The Shadow rose and fell in slow, rolling swells, the snarling prow of it removed and safely covered, the strakes grating on the harsh sand and shingle but not driven hard enough up on the beach so that it could not be rowed swiftly out again. To the left, jostling with fishing craft, Hoskuld’s knarr nudged the stone quay, fastened snugly to an iron ring. Beyond the curve of shingle, sand and stiff grass was a sea wall, behind which huts and houses huddled. To the right was a great rock, hunched as Onund’s shoulder and with a stone-walled borg barnacled tight on it; somewhere there a bell clanged.
‘Call them again — surely they know even your bad Frankish? The land is only across the water from them.’
Onund glanced briefly at Crowbone, then called out that they came in peace, but held his own council as to how close this place was to the land of the Franks.
Crowbone watched and waited, but no-one came, not even from the borg and he studied the round gate-towers, saw the strength of it — but saw no spear points or helmets. There were folk around, all the same, for a handcart and people hurried across the raising-bridge into the maw of the borg; two of them were girls, their skirts flying. The bridge came up not long after, with a rending screech of cogs and wheels needing greased.
‘Well,’ growled Kaetilmund, ‘we have tried Frank and Norse and Slav and a bit of Wend and some Greek — even Murrough’s Irish, which you would think they would know, being even closer to them than the Franks, but unless you know Englisc or the Christ-tongue, then we are done with talking here.’
Mar shrugged as Crowbone looked at him.
‘I know the prayers in Latin,’ he said. ‘Well, a bit, here and there.’

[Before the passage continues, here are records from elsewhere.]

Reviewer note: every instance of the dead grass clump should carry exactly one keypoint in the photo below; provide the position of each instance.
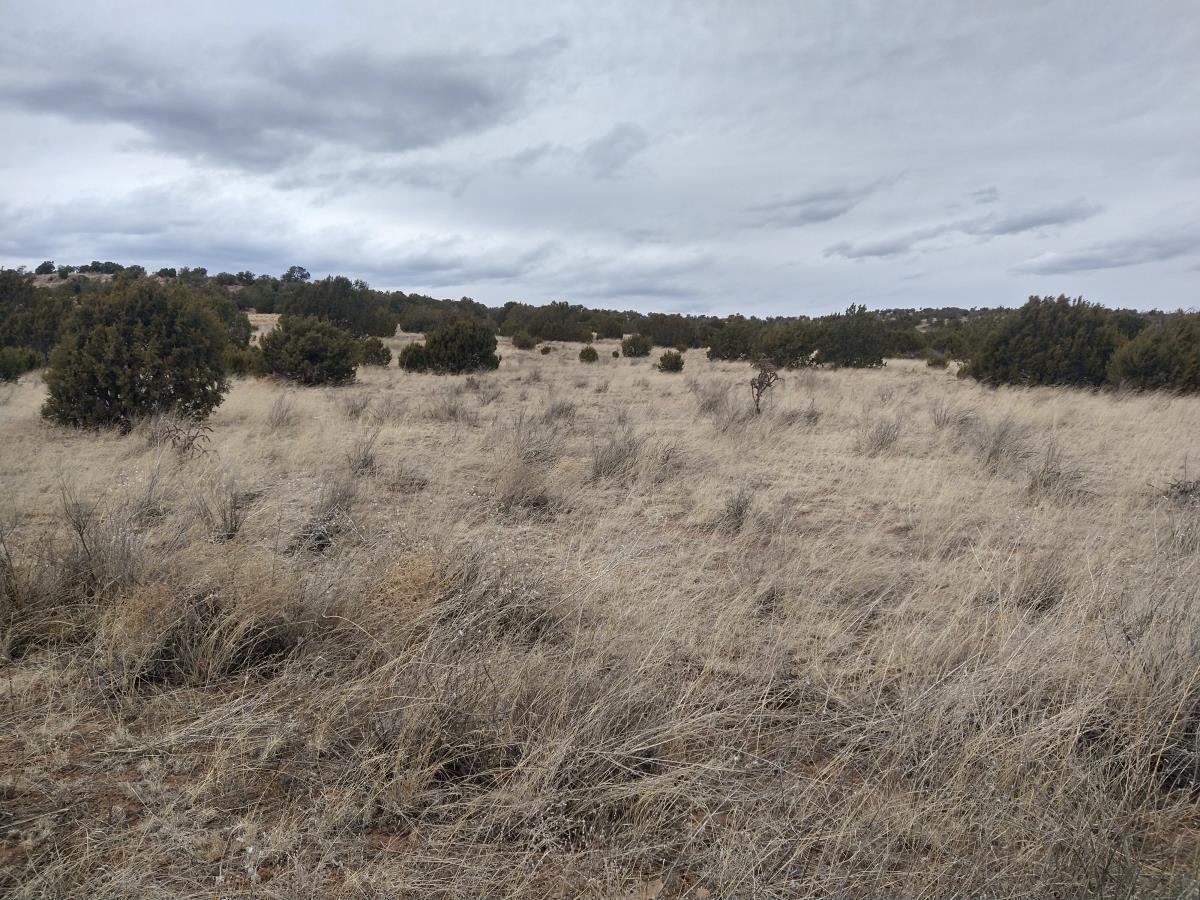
(330, 515)
(879, 436)
(360, 456)
(353, 405)
(1001, 442)
(736, 510)
(808, 417)
(559, 411)
(449, 407)
(616, 454)
(403, 478)
(1055, 478)
(946, 414)
(222, 509)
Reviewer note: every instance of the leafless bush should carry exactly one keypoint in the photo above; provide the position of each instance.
(222, 509)
(282, 412)
(875, 437)
(762, 383)
(187, 437)
(360, 456)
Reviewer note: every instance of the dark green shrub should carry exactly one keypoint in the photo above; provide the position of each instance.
(1049, 341)
(373, 352)
(792, 345)
(671, 361)
(141, 348)
(1163, 357)
(414, 358)
(310, 351)
(15, 361)
(856, 339)
(244, 361)
(462, 346)
(736, 340)
(636, 346)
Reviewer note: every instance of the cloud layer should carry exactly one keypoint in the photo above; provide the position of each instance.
(777, 159)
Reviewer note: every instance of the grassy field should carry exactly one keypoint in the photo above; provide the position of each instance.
(569, 630)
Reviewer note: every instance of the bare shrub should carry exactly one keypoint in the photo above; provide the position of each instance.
(282, 412)
(222, 509)
(879, 436)
(360, 456)
(762, 383)
(737, 508)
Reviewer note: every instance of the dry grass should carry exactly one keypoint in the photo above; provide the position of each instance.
(523, 639)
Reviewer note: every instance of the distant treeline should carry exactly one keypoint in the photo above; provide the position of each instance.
(1047, 341)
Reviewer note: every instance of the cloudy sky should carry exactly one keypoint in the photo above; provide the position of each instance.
(759, 157)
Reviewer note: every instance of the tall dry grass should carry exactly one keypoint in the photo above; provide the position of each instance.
(898, 636)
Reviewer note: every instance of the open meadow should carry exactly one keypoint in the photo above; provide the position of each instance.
(597, 630)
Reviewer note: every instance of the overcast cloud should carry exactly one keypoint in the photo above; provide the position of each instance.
(766, 159)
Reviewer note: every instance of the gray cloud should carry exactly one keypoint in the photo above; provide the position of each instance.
(607, 155)
(982, 228)
(1032, 219)
(1114, 255)
(511, 154)
(281, 105)
(808, 208)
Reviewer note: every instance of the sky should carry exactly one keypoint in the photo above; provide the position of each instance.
(754, 157)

‘Well, we did not sail in here to stand and stare at Hoskuld’s ship,’ Crowbone said and jerked his chin at Kaetilmund. ‘Take two men and get aboard her. Murrough, you and Rovald come with me — there may yet be someone who speaks the Irisher tongue. Gjallandi, you speak well and know the Latin a bit. Berto, you can come as well, since it is the only way to get the dog — it is an ugly animal, but a wagging tail is a soothing sight.’
Then he leaped over the prow into the shallows and sloshed his way to the shore, the others following him. Half-way up the shingle, he turned and called out to Onund.
‘If you see us coming back at a fair speed, it would be nice to think that folk were bending the oars for the open sea even as we leap aboard.’
‘Not too fast, all the same,’ Murrough added with a scowl. ‘For it would be nicer if we were actually aboard when you bend them.’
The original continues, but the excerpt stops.